The link you gave listed 2 methods, which creates "real" 2d arrays. In general, 2d arrays are not that efficient, because they require a lot of allocations. Instead, you can use a faked 2d array:
// Array of length L and width W
type* array1 = new type[L * W]; // raw pointers
std::vector<type> array2(L * W); // STL Vector
// Accessing a value. You have to use a convention for indices, and follow it.
// Here the convention is: lines are contiguous (index = x + y * W)

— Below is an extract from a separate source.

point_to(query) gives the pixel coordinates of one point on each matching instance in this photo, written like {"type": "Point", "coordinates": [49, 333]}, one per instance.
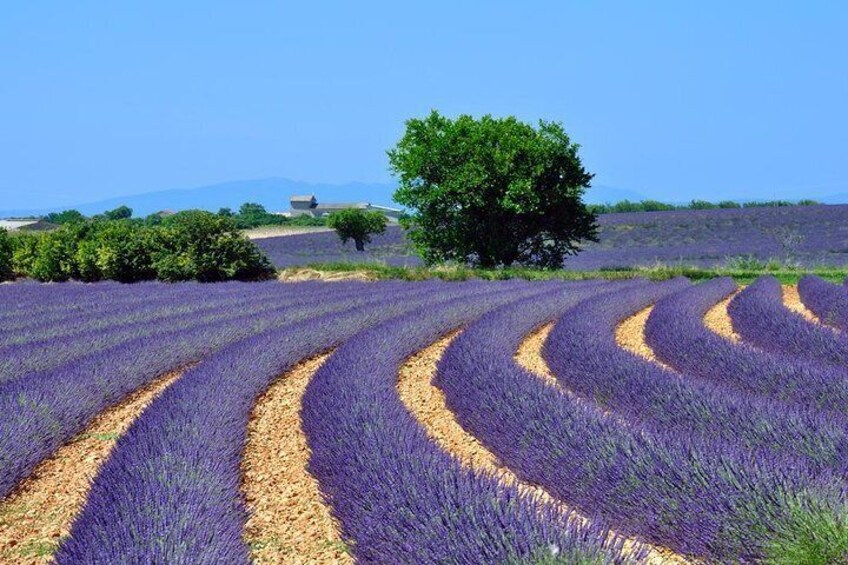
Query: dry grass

type value = array[x + y * W]; // raw pointer array & vector
Here is a simple benchmark (windows only, except if you change the timer part):
#include <vector>
#include <ctime>
#include <iostream>
#include <stdlib.h>
#include <Windows.h>
typedef LARGE_INTEGER clock_int;
void start_timer(clock_int& v)
{
QueryPerformanceCounter(&v);
}
void end_timer(clock_int v, const char* str)
{
clock_int e;
QueryPerformanceCounter(&e);
clock_int freq;
QueryPerformanceFrequency(&freq);
std::cout << str << 1000.0 * ((double)(e.QuadPart-v.QuadPart) / freq.QuadPart) << " ms\n";
}
void test_2d_vector(unsigned int w, unsigned int h)
{
std::vector<std::vector<double> > a;
a.resize(h);
for(unsigned int t = 0; t < h; t++)
a[t].resize(w);
clock_int clock;
start_timer(clock);
// Benchmark random write access
for(unsigned int t = 0; t < w * h; t++)
a[rand() % h][rand() % w] = 0.0f;
end_timer(clock,"[2D] Random write (STL) : ");
start_timer(clock);
// Benchmark contiguous write access
for(unsigned int y = 0; y < h; y++)
for(unsigned int x = 0; x < w; x++)
a[y][x] = 0.0f;
end_timer(clock,"[2D] Contiguous write (STL) : ");
}
void test_2d_raw(unsigned int w, unsigned int h)
{
double** a = new double*[h];
for(unsigned int t = 0; t < h; t++)
a[t] = new double[w];
clock_int clock;
start_timer(clock);
// Benchmark random write access
for(unsigned int t = 0; t < w * h; t++)
a[rand() % h][rand() % w] = 0.0f;
end_timer(clock,"[2D] Random write (RAW) : ");
start_timer(clock);
// Benchmark contiguous write access
for(unsigned int y = 0; y < h; y++)
for(unsigned int x = 0; x < w; x++)
a[y][x] = 0.0f;
end_timer(clock,"[2D] Contiguous write (RAW) : ");
}
void test_1d_raw(unsigned int w, unsigned int h)
{
double* a = new double[h * w];
clock_int clock;
start_timer(clock);
// Benchmark random write access
for(unsigned int t = 0; t < w * h; t++)
a[(rand() % h) * w + (rand() % w)] = 0.0f;
end_timer(clock,"[1D] Random write (RAW) : ");
start_timer(clock);
// Benchmark contiguous write access
for(unsigned int y = 0; y < h; y++)
for(unsigned int x = 0; x < w; x++)
a[x + y * w] = 0.0f;
end_timer(clock,"[1D] Contiguous write (RAW) : ");
}
void test_1d_vector(unsigned int w, unsigned int h)
{
std::vector<double> a(h * w);
clock_int clock;
start_timer(clock);
// Benchmark random write access
for(unsigned int t = 0; t < w * h; t++)
a[(rand() % h) * w + (rand() % w)] = 0.0f;
end_timer(clock,"[1D] Random write (STL) : ");
start_timer(clock);
// Benchmark contiguous write access
for(unsigned int y = 0; y < h; y++)
for(unsigned int x = 0; x < w; x++)
a[x + y * w] = 0.0f;
end_timer(clock,"[1D] Contiguous write (STL) : ");
}
int main()
{
int w=1000,h=1000;
test_2d_vector(w,h);
test_2d_raw(w,h);
test_1d_vector(w,h);
test_1d_raw(w,h);
system("pause");
return 0;
}
Compiled with msvc2010, release /Ox /Ot, it outputs for me (Win7 x64, Intel Core i7 2600K):
[2D] Random write (STL) : 32.3436 ms
[2D] Contiguous write (STL) : 0.480035 ms
[2D] Random write (RAW) : 32.3477 ms
[2D] Contiguous write (RAW) : 0.688771 ms
[1D] Random write (STL) : 32.1296 ms
[1D] Contiguous write (STL) : 0.23534 ms
[1D] Random write (RAW) : 32.883 ms
[1D] Contiguous write (RAW) : 0.220138 ms
You can see the STL is equivalent to raw pointers. But 1D is much faster than 2D.